Member of Parliament for Cape Breton South
- In office October 1925 – October 1935
- Preceded by: William F. Carroll
- Succeeded by: David James Hartigan

Personal details
- Born: 17 November 1866 Port Hawkesbury, Nova Scotia
- Died: 29 May 1948 (aged 81) Sydney, Nova Scotia
- Party: Conservative
- Spouse(s): Olive E. Guthrie m. 17 August 1919
- Profession: Barrister

= Finlay MacDonald (MP) =

Canadian politician

Finlay MacDonald (17 November 1866 - 29 May 1948) was a Conservative member of the House of Commons of Canada. He was born in Port Hawkesbury, Nova Scotia and became a barrister.

The son of Malcolm MacDonald and Sarah Cantwell, MacDonald attended St. Francis Xavier College then Dalhousie University in Nova Scotia, earning a Bachelor of Laws degree. From 1906 to 1925 he was a city solicitor for Sydney, Nova Scotia.
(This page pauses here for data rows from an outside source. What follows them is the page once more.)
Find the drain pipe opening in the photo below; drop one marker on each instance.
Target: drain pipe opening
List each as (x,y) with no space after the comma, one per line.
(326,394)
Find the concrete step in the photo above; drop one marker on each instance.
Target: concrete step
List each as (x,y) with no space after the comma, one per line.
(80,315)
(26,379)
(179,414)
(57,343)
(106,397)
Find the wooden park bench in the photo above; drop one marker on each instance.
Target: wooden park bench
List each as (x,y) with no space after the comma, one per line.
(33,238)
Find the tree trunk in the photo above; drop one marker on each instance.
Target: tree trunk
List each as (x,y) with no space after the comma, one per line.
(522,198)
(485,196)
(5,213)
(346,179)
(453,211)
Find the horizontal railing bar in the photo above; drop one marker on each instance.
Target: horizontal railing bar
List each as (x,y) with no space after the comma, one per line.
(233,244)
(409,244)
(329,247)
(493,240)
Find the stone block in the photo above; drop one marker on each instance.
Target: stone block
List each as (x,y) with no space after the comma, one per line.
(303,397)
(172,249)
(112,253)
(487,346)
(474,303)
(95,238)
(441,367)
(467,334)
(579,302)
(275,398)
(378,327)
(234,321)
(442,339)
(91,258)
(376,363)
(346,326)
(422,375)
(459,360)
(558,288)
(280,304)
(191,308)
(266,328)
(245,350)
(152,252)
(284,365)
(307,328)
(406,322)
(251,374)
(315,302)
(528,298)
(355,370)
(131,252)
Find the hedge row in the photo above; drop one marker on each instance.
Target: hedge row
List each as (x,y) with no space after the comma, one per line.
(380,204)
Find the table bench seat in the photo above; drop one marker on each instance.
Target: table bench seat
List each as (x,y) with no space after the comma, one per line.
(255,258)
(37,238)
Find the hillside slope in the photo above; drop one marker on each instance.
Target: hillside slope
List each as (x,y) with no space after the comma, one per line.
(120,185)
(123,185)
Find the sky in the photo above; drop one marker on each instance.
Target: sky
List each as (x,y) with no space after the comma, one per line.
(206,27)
He was also appointed a King's Counsel.

He was first elected to Parliament at the Cape Breton South riding in the 1925 general election then re-elected there in 1926 and 1930. MacDonald was defeated in the 1935 federal election by David James Hartigan of the Liberals.

He died in 1948 at Sydney.

His son, also named Finlay MacDonald, a Halifax broadcasting executive, would run unsuccessfully for the House of Commons in the riding of Halifax in the 1963 federal election, and would eventually be appointed to the Canadian Senate by then-Prime Minister Brian Mulroney in 1984.